The hype surrounding hydroxychloroquine (HCQ) as a potential treatment for COVID-19 has led to problems for patients who use the drug to treat conditions like lupus, leading to shortages in pharmacies and worries about potentially dangerous side-effects, according to rheumatologists.
Following preliminary reports in March that the antimalarial drug could be effective in treating COVID-19—and a strong endorsement from US President Donald Trump—prescriptions of the drug spiked. In the USA, for example, prescriptions increased by more than 2000% in the 10-week period between Feb 16 and April 25 this year, compared with the same period last year.
Similar increases in HCQ prescriptions in Europe led to temporary shortages of the drug for rheumatology patients, says Nathalie Costedoat-Chalumeau, a rheumatologist at Cochin Hospital in Paris, France. “We had issues with delivering treatment, our patients couldn't find it in the pharmacy,” she says, although the problem has now been mostly resolved. Thomas Dörner, a rheumatologist at the Charité University Hospital in Berlin, says that in Germany, rheumatology patients were given preferential access to HCQ, which ensured shortages were short-lived.
A bigger problem is that the extensive news coverage of the side-effects of HCQ has left some rheumatology patients worried about the safety of a drug that they take every day. Multiple studies on the use of HCQ in patients with COVID-19 have highlighted the risk of cardiac complications for those using the drug, especially when taken in combination with the antibiotic azithromycin. The drug combination has been linked to an abnormal heart rhythm, in the form of a prolonged QT interval, in small observational studies in France and the USA. In addition one observational study of more than 1400 COVID-19 patients in New York City-area hospitals found that those who were given HCQ and azithromycin were more than twice as likely to suffer a heart attack as those who were not.
The first randomised controlled clinical trial of HCQ found no serious side-effects, but that was to be expected given that the participants were relatively young and healthy, and the study excluded people with pre-existing cardiac issues, says David Boulware, an infectious disease physician at the University of Minnesota in Minneapolis (MN, USA) who led the study. More importantly, the study showed that the drug was ineffective as a post-exposure prophylactic for COVID-19.
These concerns over safety, and a lack of evidence of any benefit, have led the US National Institutes of Health, the US Food and Drug Administration, and the American College of Physicians to recommend against use of HCQ to treat COVID-19 unless it is part of a clinical trial.
“The evidence is really insufficient that it helps, and in many cases it seems to hurt,” says Jacqueline Fincher, president of the American College of Physicians. “Continuing clinical trials will help to strengthen the evidence of whether the drug works or not, and ensure that anyone taking it is being properly monitored for the risks,” she says.
One study, published in The Lancet, that found an increased risk of death among COVID-19 patients treated with HCQ prompted WHO to temporarily suspend the HCQ arm of its global SOLIDARITY clinical trial. But the veracity of the data in that study was widely questioned and heavily criticised, and the article has since been retracted.
All the attention on the potential cardiac side-effects now has rheumatology patients wondering if it is safe to continue using the drug. “The heart issue is a new one. We never discussed it with patients because it was so rare, but what they have been seeing on social media is crazy,” says Costedoat-Chalumeau. “I start all my appointments talking about it now.”
Dörner and Costedoat-Chalumeau both say the risk to rheumatology patients is very low. The dose used in patients with COVID-19 is much higher, double or even triple what is given to those with lupus, and COVID-19 is itself associated with cardiac complications, which the drug could exacerbate. “This is something that may be specific to COVID-19 and the higher doses,” says Costedoat-Chalumeau.

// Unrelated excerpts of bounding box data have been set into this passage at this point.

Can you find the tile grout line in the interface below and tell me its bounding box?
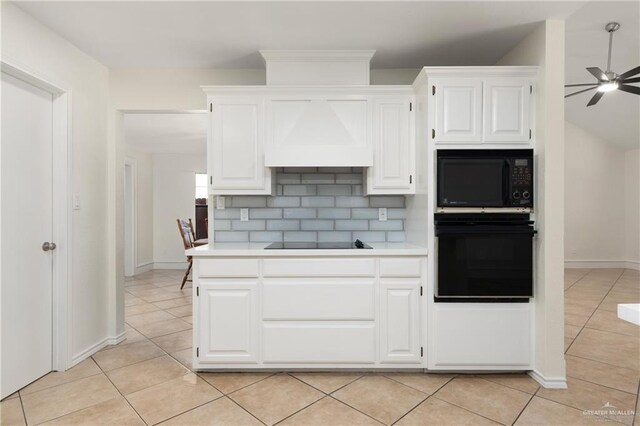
[563,269,624,355]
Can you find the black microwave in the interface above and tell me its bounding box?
[437,149,534,208]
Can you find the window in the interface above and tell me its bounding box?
[196,173,209,199]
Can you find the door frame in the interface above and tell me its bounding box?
[123,157,138,277]
[0,58,73,371]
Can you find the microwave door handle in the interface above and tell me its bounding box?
[502,160,511,207]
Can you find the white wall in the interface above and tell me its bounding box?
[1,2,110,361]
[125,146,153,274]
[624,149,640,269]
[498,20,566,387]
[153,153,207,269]
[565,122,624,266]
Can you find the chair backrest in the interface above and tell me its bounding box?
[176,219,194,250]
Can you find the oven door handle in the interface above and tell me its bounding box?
[436,226,538,237]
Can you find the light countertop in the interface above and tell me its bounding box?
[186,243,427,257]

David Holtgrave, dean of public health at the State University of New York at Albany (Albany, NY, USA) who worked on the study that found a link with heart attacks, agrees that the cardiac risks seen in patients with COVID-19 should not be extrapolated to other patients. “Our patients were hospitalised, and many were quite ill,” he says. “It's very different than using these drugs for other conditions.”

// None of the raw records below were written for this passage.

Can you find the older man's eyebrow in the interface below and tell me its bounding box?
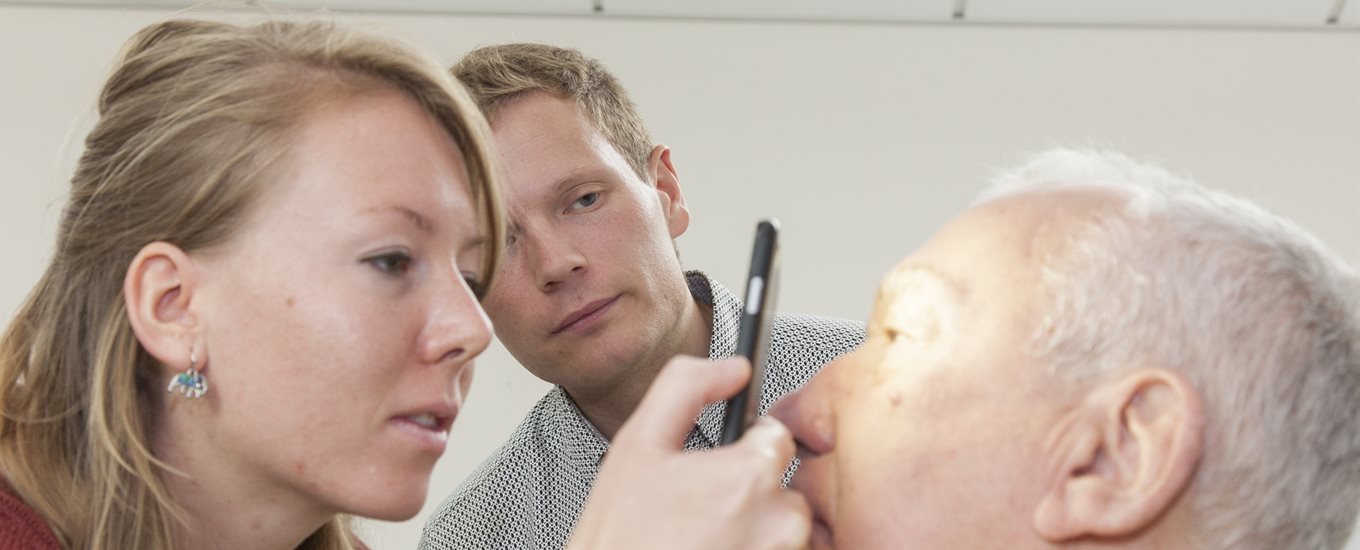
[891,261,968,301]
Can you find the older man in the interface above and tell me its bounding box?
[774,151,1360,550]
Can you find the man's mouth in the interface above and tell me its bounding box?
[552,295,619,335]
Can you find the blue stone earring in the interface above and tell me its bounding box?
[166,350,208,399]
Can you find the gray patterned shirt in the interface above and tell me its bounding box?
[420,271,865,550]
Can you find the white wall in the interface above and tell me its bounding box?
[0,7,1360,549]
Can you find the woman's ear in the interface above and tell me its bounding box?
[1034,369,1204,542]
[122,241,201,370]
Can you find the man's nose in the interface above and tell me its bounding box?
[522,227,588,293]
[770,363,835,460]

Boulware says it is too early to completely cast aside HCQ for COVID-19—he has two more trials underway looking at pre-exposure prophylaxis and early treatment—but he also says the results are not looking very promising. Many researchers and physicians now feel it is time to move on to other ideas.
“It was not a bad idea to try, but now all the evidence is against using it to treat this condition,” says Costedoat-Chalumeau.